В этом разговоре все обыкновенно, но именно своей обыкновенностью, «пошлостью, доходящей почти до фантастического», — страшно, может быть, страшнее всех исполинских «загробных страшилищ». Это продолжение серой слякоти над холмами Назарета; та серая паутина скуки, которая залепила нам глаза и которую мы называем нашим «христианским просвещением».

«Иногда страх врывается в сонную душу», — признается Гоголь. Но это уже не прежний, а какой-то новый страх. В нем зарождается самая «христианская» и, вместе с тем, самая чудовищная мысль о том, что ему нельзя спастись, что все равно, что бы ни делал, как бы ни каялся, — он погиб, что какое-то особое таинственное отвержение тяготеет на нем. «Мне труднее спастись, чем кому другому». «Страшусь, видя ежеминутно, как хожу опасно». — «Обо мне нужно молиться более, чем о всяком другом человеке.

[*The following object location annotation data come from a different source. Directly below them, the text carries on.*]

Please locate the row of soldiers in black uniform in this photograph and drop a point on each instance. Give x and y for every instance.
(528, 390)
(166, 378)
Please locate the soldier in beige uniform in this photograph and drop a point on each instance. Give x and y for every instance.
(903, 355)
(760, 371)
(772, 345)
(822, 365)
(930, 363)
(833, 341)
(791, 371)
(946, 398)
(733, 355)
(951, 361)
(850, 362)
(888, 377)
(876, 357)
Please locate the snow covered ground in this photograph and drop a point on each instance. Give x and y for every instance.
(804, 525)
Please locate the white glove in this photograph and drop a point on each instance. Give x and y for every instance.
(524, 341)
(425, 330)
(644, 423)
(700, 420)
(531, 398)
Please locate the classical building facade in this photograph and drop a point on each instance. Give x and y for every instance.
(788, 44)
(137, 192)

Если Бог меня не вразумит… участь моя будет страшнее участи всех прочих людей». «Молитесь, молитесь обо мне все!» — это однообразный неумолкаемый вопль его в течение многих лет.

В духовном завещании Гоголя сказано: «Я бы хотел, чтобы по смерти выстроен был храм, в котором бы производились поминки по грешной душе… Я бы хотел, чтобы тело мое было погребено если не в церкви, то в ограде церковной и чтобы панихиды по мне не прекращались». Это напоминает колдуна в «Страшной мести»: «Не мог бы ни один человек в свете рассказать, что было в душе у колдуна; а если бы он заглянул и увидал, что там деялось, то уже не досыпал бы ночей и не засмеялся б ни разу». Перед смертью колдун бежал в Киев ко святым местам, в пещеру схимника.

— Отец, молись! молись! — закричал он отчаянно, — молись о погибшей душе! — и грянулся на землю.

Святой схимник перекрестился, достал книгу, развернул и в ужасе отступил назад и выронил книгу.

— Нет, неслыханный грешник! нет тебе помилований беги отсюда! не могу молиться о тебе!

— Нет? — закричал как безумный грешник.

— Гляди: святые буквы в книге налились кровью… Еще никогда в мире не было такого грешника!

— Отец, ты смеешься надо мною!

— Иди, окаянный грешник! Не смеюсь я над тобою. Боязнь овладевает мною. Не добро быть человеку с тобою вместе!

В этом видении как будто предсказана судьба Гоголя; колдун и схимник — это сам Гоголь и его духовник, отец Матфей Ржевский.